Partial functions, hence also partial predicates, cannot be avoided in algorithms. Although the former fact has been accepted in the theory of software very early, the latter is still not quite commonly recognized. In many programming- and software-specification languages the partiality of predicates (Boolean expressions) is treated only semiformally. On the other hand it is quite well known today that an explicit formal treatment of partial predicates substantially improves the discipline of software specification, programming and validation. Partial predicates are usually formalized as three-valued functions where the third value corresponds to an undefinedness. This leads, of course, to the necessity of developing a new calculus of predicates and new rules of proving facts expressed by three-valued predicates. One possible approach to the latter problem, which has been already explored by several authors, consists in developing a three-valued logic which is used later in proving properties of software.

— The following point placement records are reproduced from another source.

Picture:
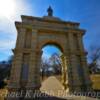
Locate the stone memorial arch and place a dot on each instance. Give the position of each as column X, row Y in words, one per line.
column 35, row 32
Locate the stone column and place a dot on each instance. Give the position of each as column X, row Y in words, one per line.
column 86, row 73
column 80, row 42
column 73, row 64
column 84, row 63
column 15, row 71
column 20, row 38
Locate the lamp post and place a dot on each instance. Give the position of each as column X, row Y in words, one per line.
column 64, row 70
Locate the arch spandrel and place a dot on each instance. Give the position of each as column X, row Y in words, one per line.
column 58, row 44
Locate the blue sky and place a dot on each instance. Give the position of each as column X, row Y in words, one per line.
column 86, row 12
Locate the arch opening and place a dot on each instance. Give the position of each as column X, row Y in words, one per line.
column 50, row 61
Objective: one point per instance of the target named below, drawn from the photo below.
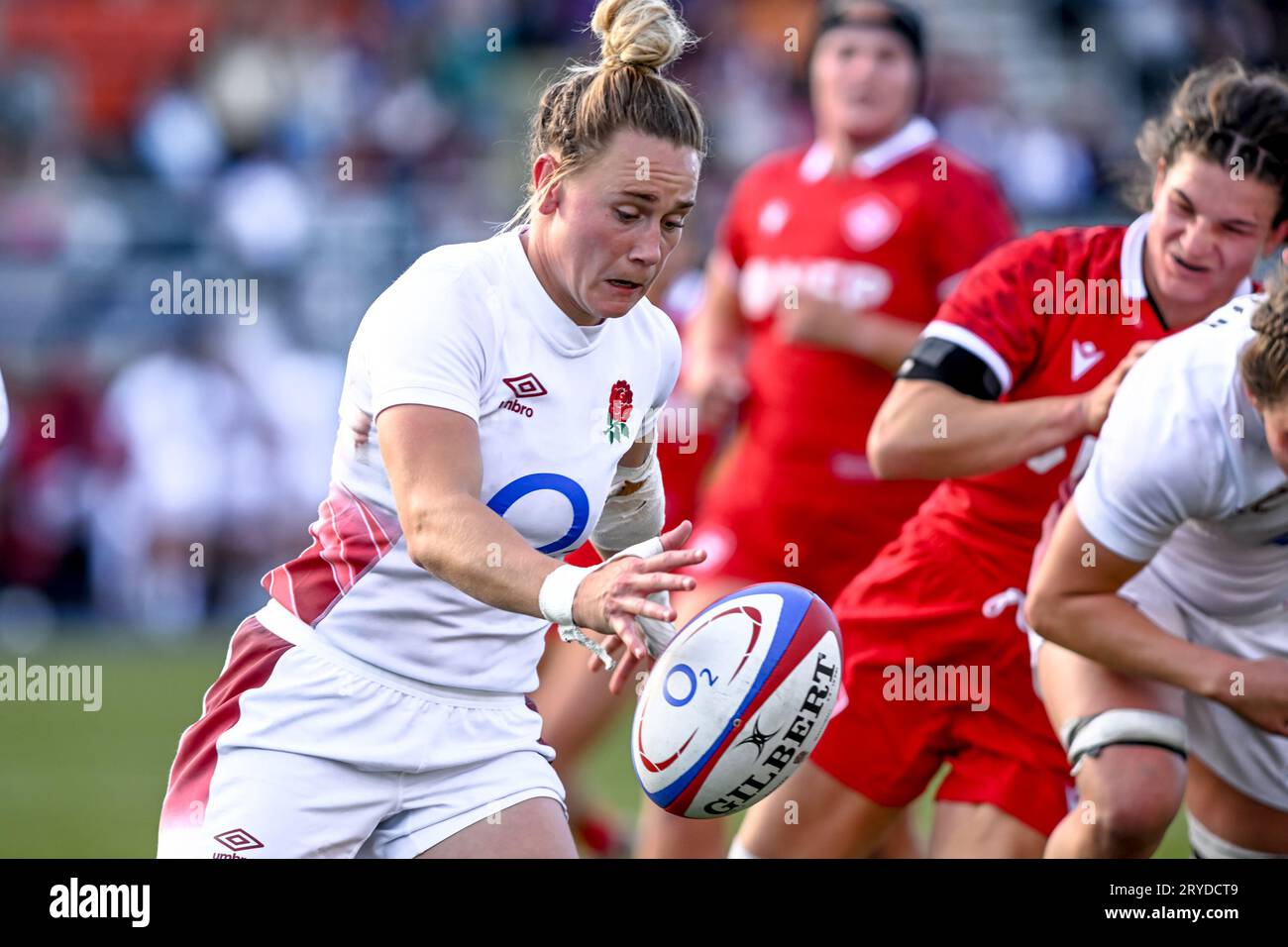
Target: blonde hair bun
(639, 33)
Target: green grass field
(89, 785)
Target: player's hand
(1257, 690)
(609, 598)
(715, 381)
(818, 322)
(1095, 403)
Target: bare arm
(1073, 602)
(884, 341)
(712, 361)
(927, 431)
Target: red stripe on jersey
(348, 539)
(252, 657)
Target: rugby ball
(737, 701)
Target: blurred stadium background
(138, 434)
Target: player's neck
(846, 147)
(544, 270)
(1173, 313)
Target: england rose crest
(618, 411)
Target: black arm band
(939, 360)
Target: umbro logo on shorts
(526, 385)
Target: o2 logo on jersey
(572, 491)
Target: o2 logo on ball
(738, 701)
(687, 673)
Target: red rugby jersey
(1051, 315)
(894, 236)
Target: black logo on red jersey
(526, 385)
(239, 840)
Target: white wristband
(558, 590)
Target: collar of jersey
(911, 138)
(552, 322)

In this paper we are surveying and analyzing another approach. We show how to combine a calculus of three-valued predicates — to be used in the construction of algorithms — with a two-valued logic — to be used in proving facts about these algorithms. We briefly discuss the possible applications of this approach in the construction of software and of software-specification metalanguages. In the opinion of the author our approach has the advantage of using classical techniques of proofs which are better understood by the majority of users and which are supported by many existing software systems such as e.g. LCF or MIZAR.